Sharp shooting Frank

30th September 1914

Carrying on from yesterday, which I though was an excellent post (trumpet blowing is fair enough, as I make up about 50% of this blog’s readership), we’re going to look at Frank’s skills. Apart from ladies and beer, of course.

Photograph showing Frank Crawshaw in some stables
Frank is on the far right. The rest of this motley crew are Royal Artillery or Royal Horse Artillery.
Photo of an Royal Field Artillery cap badge
Royal Field Artillery cap badge

The photograph above shows Frank outside a stable with a bunch of artillery men. I’ve always assumed these other men were Dorsets too.  I’ve looked at this photos many times but my non-military mind completely failed to spot their cap badges were different. Their cap badges link them to the Royal Artillery. It’s hard to narrow this down to the Royal Field Artillery, Royal Horse Artillery or Royal Garrison Artillery. However, much discussion is to be found here as to whether or not the men have ball buttons (Royal Horse Artillery) or plain buttons (Royal Field Artillery).

The photograph was taken between January 1912, when Frank was made a Lance Corporal (the single stripe on his left arm), and the beginning of the war. It’s more likely that this is when he’s in Aldershot as Royal Artillery units were stationed there in 1912. The Dorsets left for Belfast on 9th January 1913.

If you look closely at his left hand sleeve, towards the cuff, there’s another badge there in the form of a pair of crossed rifles. This is the marksman “skill-at-arms” badge, awarded when a soldier had scored 130 points or more in an annual “musketry” test. 50 rounds were fired at targets from different positions. 4 points were scored for a bull, 3 for an inner and 2 for an outer, making the maximum score 200 points. Impressive stuff, but the badge was not as uncommon as you would think. Many regiments really went to town on musketry training so a quite a few of their men had these badges. If you like statistics then fill your boots with this thread on the Great War Forum.
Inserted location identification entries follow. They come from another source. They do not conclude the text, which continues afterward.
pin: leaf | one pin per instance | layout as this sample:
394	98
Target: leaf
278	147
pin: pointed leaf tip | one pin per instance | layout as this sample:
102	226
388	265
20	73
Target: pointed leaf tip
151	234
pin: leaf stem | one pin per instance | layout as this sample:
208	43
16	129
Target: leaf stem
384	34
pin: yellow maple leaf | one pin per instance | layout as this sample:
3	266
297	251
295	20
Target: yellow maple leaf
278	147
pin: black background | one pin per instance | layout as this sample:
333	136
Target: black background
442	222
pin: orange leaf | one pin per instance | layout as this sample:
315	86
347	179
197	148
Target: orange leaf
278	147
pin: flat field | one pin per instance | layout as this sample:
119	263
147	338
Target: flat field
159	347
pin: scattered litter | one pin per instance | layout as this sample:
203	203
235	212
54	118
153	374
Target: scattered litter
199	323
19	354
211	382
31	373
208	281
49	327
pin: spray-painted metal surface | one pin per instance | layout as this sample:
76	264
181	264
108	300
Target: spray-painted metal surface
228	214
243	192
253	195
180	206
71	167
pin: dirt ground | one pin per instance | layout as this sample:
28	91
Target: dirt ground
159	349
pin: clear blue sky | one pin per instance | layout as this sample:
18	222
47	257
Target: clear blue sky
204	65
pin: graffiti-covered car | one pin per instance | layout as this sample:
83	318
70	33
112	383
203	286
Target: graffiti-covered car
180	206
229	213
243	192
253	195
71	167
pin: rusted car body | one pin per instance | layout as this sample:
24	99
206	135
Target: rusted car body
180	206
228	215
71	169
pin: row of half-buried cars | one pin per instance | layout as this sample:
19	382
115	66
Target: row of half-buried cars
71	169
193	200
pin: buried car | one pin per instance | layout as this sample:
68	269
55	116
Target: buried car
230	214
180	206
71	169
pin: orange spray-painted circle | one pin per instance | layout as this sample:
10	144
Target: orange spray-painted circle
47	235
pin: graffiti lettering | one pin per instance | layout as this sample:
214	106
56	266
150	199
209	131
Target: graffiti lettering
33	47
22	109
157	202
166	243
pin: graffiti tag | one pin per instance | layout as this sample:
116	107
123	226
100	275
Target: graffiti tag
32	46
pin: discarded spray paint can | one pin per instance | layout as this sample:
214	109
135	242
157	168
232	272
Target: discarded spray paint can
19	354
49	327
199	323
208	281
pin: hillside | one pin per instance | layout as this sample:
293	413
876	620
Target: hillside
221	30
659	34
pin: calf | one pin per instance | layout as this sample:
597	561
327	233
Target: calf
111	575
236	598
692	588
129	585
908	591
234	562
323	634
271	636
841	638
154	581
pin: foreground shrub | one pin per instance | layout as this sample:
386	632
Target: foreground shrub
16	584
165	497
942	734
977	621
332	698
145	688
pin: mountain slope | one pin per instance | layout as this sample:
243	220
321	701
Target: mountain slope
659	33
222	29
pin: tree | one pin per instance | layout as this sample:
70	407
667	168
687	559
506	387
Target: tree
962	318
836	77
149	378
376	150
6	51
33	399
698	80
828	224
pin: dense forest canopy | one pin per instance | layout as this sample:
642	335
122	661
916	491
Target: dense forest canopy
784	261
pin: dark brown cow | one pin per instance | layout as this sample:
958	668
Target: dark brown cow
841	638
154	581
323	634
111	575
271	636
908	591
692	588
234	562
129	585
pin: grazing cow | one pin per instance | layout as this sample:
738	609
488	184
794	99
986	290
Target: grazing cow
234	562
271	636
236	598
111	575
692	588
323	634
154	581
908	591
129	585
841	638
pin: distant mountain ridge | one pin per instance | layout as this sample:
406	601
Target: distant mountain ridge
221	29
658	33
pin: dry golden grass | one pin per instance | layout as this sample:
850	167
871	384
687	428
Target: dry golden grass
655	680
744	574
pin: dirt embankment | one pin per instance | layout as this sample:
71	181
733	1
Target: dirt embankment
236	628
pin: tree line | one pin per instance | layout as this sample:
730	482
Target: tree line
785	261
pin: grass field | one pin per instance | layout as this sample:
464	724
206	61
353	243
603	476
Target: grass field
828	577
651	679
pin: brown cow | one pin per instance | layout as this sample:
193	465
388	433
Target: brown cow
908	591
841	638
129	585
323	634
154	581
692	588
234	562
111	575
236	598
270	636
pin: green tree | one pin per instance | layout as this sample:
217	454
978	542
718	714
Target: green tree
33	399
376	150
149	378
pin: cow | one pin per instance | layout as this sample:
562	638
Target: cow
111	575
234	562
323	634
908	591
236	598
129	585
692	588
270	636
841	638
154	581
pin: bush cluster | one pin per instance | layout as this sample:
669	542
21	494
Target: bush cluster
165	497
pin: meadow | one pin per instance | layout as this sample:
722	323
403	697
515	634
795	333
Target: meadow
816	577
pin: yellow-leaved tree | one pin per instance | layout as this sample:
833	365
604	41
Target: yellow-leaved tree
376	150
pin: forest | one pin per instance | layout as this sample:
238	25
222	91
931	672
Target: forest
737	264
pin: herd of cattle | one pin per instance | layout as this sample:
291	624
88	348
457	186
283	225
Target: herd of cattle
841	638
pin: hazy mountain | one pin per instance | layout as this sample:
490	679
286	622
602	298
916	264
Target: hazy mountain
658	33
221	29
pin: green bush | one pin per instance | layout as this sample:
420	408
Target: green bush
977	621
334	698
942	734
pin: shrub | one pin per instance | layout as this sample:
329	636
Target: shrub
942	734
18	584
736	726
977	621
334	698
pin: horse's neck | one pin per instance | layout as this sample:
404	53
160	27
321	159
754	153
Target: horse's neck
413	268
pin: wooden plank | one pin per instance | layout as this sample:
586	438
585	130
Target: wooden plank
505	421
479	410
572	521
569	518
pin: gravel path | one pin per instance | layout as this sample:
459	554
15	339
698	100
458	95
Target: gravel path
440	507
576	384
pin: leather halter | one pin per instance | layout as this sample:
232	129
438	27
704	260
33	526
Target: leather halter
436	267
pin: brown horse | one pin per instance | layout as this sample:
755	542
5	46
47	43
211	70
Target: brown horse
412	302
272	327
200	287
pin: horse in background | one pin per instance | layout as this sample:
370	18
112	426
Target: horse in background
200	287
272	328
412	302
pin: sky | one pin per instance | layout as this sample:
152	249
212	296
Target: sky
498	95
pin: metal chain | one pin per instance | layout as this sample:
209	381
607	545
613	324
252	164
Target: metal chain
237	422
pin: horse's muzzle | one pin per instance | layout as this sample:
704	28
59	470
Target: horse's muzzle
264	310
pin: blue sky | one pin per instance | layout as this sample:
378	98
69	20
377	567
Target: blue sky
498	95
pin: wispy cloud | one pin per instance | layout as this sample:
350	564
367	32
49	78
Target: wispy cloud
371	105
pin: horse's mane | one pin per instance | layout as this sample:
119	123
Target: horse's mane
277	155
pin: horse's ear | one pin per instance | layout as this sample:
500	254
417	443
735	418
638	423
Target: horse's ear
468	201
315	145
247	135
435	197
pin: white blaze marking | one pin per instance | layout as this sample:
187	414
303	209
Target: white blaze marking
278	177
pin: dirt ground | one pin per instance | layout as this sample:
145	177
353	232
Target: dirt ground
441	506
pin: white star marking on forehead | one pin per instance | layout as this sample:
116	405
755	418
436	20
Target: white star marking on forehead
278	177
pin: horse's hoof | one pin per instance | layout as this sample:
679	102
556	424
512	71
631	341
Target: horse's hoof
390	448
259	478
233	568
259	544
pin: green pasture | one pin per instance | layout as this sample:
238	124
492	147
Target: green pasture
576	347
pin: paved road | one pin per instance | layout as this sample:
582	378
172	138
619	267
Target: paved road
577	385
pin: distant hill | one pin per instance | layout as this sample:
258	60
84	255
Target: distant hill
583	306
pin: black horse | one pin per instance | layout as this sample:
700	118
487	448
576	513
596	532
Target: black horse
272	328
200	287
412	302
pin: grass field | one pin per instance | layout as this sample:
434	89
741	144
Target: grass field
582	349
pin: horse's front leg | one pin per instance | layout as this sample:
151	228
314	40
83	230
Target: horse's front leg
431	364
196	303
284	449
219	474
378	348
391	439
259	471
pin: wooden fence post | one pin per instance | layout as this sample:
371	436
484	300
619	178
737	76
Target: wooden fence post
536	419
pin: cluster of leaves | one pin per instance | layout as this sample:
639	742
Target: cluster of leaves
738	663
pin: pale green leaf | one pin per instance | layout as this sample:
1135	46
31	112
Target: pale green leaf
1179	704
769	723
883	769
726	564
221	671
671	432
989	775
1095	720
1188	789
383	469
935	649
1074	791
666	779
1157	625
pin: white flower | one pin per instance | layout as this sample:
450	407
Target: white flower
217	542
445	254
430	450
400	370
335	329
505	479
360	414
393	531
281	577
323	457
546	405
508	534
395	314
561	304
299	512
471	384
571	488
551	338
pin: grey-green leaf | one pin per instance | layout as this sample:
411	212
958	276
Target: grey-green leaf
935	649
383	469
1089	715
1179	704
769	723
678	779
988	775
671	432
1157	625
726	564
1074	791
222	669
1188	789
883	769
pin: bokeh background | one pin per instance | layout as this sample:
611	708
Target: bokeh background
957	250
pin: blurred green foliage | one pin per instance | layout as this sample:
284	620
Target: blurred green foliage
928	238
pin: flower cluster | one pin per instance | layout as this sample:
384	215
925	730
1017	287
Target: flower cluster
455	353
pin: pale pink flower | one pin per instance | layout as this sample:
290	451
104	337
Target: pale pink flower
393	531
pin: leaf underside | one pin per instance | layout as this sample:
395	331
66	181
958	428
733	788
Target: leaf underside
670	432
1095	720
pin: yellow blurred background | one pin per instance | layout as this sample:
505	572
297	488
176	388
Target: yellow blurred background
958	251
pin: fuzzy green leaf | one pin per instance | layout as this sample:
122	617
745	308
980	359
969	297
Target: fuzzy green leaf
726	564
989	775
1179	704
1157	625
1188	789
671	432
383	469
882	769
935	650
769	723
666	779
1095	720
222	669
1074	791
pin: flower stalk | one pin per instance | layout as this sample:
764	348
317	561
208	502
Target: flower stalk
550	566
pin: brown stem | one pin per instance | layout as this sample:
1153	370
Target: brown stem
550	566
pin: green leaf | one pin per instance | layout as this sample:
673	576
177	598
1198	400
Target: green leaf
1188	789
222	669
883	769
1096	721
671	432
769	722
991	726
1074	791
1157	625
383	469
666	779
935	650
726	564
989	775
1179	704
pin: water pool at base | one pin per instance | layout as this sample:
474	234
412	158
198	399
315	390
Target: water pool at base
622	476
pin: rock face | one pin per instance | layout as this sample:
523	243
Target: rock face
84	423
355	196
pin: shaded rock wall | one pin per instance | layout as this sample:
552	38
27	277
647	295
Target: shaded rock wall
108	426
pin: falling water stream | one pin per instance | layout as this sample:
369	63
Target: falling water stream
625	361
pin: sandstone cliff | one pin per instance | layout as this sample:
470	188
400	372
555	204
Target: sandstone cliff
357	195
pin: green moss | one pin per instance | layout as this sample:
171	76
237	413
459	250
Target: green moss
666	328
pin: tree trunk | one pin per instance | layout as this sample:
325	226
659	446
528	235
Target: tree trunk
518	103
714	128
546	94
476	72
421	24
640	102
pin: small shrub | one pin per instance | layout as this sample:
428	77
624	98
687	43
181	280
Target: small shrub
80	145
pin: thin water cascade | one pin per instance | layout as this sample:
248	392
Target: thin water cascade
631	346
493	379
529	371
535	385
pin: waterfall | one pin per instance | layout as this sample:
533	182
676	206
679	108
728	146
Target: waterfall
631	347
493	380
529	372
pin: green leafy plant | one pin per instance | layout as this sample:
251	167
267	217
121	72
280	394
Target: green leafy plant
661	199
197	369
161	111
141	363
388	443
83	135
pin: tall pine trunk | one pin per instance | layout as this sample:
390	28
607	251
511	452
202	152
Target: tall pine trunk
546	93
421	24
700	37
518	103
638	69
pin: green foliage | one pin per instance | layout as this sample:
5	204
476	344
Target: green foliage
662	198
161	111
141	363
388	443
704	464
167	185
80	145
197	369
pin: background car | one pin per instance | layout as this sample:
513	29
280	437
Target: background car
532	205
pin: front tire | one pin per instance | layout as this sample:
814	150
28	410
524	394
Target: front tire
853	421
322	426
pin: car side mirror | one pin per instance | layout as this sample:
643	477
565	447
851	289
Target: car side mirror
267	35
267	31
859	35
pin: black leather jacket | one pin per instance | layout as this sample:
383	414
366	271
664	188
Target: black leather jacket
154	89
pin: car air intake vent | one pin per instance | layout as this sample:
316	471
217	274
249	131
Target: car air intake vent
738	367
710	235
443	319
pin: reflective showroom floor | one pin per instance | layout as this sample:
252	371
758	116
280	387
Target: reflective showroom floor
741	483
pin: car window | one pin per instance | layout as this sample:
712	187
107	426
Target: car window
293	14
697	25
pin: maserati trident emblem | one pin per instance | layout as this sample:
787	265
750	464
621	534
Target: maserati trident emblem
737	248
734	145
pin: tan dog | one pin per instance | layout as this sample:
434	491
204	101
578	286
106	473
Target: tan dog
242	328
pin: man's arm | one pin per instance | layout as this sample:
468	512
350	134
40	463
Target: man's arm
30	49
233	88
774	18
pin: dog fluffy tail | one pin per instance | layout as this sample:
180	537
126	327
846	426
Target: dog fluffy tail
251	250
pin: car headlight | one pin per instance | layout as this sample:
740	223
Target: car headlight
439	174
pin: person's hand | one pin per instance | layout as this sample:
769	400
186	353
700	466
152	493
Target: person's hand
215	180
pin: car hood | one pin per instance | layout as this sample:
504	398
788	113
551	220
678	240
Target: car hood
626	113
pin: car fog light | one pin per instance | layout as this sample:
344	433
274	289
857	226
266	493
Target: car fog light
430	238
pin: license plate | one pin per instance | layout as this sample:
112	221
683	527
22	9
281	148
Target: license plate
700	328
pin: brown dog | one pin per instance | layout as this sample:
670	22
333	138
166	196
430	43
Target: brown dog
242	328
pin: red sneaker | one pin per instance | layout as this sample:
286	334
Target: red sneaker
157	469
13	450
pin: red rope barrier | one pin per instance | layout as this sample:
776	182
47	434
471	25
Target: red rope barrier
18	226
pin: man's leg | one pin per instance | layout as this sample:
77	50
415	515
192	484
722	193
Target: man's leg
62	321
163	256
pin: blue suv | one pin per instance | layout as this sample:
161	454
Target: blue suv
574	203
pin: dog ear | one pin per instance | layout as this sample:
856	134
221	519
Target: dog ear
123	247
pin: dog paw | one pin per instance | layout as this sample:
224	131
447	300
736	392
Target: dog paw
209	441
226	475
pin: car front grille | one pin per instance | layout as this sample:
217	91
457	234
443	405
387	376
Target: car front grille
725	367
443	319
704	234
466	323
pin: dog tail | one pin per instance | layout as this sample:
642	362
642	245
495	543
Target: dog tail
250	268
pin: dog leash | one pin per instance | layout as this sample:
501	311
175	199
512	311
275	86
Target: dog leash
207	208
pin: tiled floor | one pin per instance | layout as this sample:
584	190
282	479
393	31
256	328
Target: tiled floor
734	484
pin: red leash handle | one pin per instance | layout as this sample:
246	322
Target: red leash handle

The Dorsets’ diary reports a quiet day and night, with only the occasional high explosive shell passing over them into Sermoise across the Aisne. The weather had cheered up a bit and the Dorsets were beginning to enjoy something approaching a frontline routine.

 

Meet Mister Sniper

29th September 1914

According to the Dorsets’ diary, the German shelling continued again at 9am until “our guns firing, it died away”. High explosive shells bothered the village occasionally. Gleichen confirms this with:

In this the two howitzer batteries, especially Wilson’s 61st, were splendid, and spotted and knocked out gun after gun of the enemy. He had an observing station halfway up the hill above Ste Marguerite, to which I went occasionally, with a grand view up to Vregny and Chivres; but even here, although the O.P. was beautifully concealed, one had to be careful not to show a finger or a cap, for the German snipers in the wood below were excellent shots, and there were some narrow escapes.

Sniping was causing many casualties all along the line. The Germans were hidden in amongst the trees shrouding the base of the Chivre spur. This gave them excellent cover from which to pick off careless enemy troops. It even allowed them to target British snipers with ruthless efficiency. Gleichen writes that on the 27th “a Bedford sniper, an excellent shot, one Sergeant Hunt, unfortunately got a bullet through two fingers of his right hand.”

The Germans entered the war with excellent equipment and great skills as hunters and marksmen. Their general purpose rifle was the 7.92 mm Mauser Gewehr 98. It was an excellent weapon, accurate, reliable and efficient, let down only by its slower rate of fire and small magazine. It could also take a fitted telescopic scope out of the box. While the British Army prided itself upon its soldiers’ rate of fire, the German Army fixated on accuracy, and if an optical sight helped them then all the better.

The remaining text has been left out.